The Future of Monitoring: an Interoperable Architecture
Jason Dixon from Github presented his view on current and future state-of-the-art monitoring tools at DevOps Days in Rome. He envisions composable monitoring systems with interchangeable components focused on a single responsibility.
According to Jason, such system architecture should show the following characteristics:
- composable ("well-defined responsibilities, interfaces and protocols")
- resilient ("resilient to outages within the monitoring architecture")
- self-service ("doesn't require root access or an Ops member to deploy")
- automated ("it's capable of being automated")
- correlative ("implicitly model relationships between services")
- craftsmanship ("it's a pleasure to use")
Such a system would require the following components communicating with each other as depicted in the diagram below:
- sensors "are stateless agents that gather and emit metrics to a log stream, over HTTP as JSON, or directly to the metrics store"
- aggregators "are responsible for transformation, aggregation, or possibly simply relaying of metrics"
- state engine "tracks changes within the event stream, ideally it can ascertain faults according to seasonality and forecasting"
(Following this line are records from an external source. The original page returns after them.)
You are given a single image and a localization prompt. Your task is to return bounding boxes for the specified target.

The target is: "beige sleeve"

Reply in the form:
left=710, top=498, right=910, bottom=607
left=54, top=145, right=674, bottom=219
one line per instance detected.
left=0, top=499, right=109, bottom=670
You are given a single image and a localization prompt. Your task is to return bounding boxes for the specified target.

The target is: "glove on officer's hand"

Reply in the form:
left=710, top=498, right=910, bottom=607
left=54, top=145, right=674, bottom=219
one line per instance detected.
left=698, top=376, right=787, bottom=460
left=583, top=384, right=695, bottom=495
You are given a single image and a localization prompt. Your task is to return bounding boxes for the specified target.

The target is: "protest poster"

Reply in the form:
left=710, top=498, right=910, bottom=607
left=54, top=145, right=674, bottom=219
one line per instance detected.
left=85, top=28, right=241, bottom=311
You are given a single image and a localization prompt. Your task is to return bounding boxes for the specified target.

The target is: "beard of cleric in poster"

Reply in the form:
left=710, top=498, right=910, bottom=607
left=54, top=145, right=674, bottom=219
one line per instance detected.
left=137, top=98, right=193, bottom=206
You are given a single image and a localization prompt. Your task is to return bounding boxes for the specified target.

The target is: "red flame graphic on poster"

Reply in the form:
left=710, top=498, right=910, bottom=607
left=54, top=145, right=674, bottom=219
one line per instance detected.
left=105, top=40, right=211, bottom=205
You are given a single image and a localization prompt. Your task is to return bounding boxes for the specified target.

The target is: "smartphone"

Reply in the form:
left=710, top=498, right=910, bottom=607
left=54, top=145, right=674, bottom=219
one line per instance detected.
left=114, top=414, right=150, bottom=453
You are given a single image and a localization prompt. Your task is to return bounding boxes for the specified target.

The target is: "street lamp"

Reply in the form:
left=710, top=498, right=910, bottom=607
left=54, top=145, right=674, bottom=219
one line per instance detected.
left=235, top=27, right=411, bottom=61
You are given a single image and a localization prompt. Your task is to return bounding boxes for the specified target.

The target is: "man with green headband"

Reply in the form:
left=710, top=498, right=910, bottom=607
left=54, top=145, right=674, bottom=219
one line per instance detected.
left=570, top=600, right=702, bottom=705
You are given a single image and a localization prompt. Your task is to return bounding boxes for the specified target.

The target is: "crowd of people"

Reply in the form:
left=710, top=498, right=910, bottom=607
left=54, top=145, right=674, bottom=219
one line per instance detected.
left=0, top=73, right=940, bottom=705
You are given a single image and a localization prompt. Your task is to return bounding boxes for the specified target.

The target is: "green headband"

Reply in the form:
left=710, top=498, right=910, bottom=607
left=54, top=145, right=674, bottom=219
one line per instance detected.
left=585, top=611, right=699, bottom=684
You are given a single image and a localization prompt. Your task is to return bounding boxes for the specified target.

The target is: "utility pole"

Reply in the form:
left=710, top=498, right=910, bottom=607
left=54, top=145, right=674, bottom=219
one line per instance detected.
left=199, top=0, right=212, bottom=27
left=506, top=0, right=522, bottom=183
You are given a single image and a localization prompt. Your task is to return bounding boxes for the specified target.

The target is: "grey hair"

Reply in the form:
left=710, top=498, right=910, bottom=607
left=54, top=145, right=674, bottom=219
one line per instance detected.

- storage engines "should support transformative functions and aggregations, ideally should be capable of near-realtime metrics retrieval and output in standard formats such as JSON, XML or SVG"
- scheduler "provides an interface for managing on-call and escalation calendars"
- notifiers "are responsible for composing alert messages using data provided by the state engine and tracking their state for escalation purposes"
- visualizers "consist of dashboards and other user interfaces that consume metrics and alerts from the system"
Jason also stressed the need to plan for data collection and necessary architectural changes to be able to gather granular metrics. That will enable tracking trends and violation of thresholds predicted from historic data analysis.
InfoQ asked Jason about his current projects on this area:
On the visibility side, I continue to work on tools like Tasseo and Descartes to help improve Ops' response to outages. In particular with the latter, I think it's vitally important that we're able to correlate disparate metrics in real time. Often we find that outages are the result of cascading failures that are rarely visible from singleton graphs.
Separately, one of my pet peeves with Graphite is its lack of authorization and namespacing for metrics. I'm planning to add tokenized access for metrics submission to the Backstop project. This will allow admins to grant specific access to metric namespaces to individual developers or applications.
seriously "metrics" monitoring....
The answer lies in emergent computing and adaptive control that is local and immediate. Local in that observation, judgement and reaction are collocated with the normal processing via embedded controllers and sensors weaved into applications (at runtime). Immediate in that the time interval between measuring, sensing and signaling (possibly to a remote station) and the actuating is at the same resolution of the underlying task/transaction processing that is being monitored, managed and controlled.
For this to happen we need for IT to change starting with how it (or its systems) observe. Moving from logging to signaling. Moving from monitoring to metering. Moving from correlation to causation. Moving from process to code then context. Moving from state to behavior then traits. Moving from delayed to immediate. Moving from past to present. Moving from central to local. Moving from collecting to sensing. When that has occurred we can then begin to control via built in controllers and supervisors.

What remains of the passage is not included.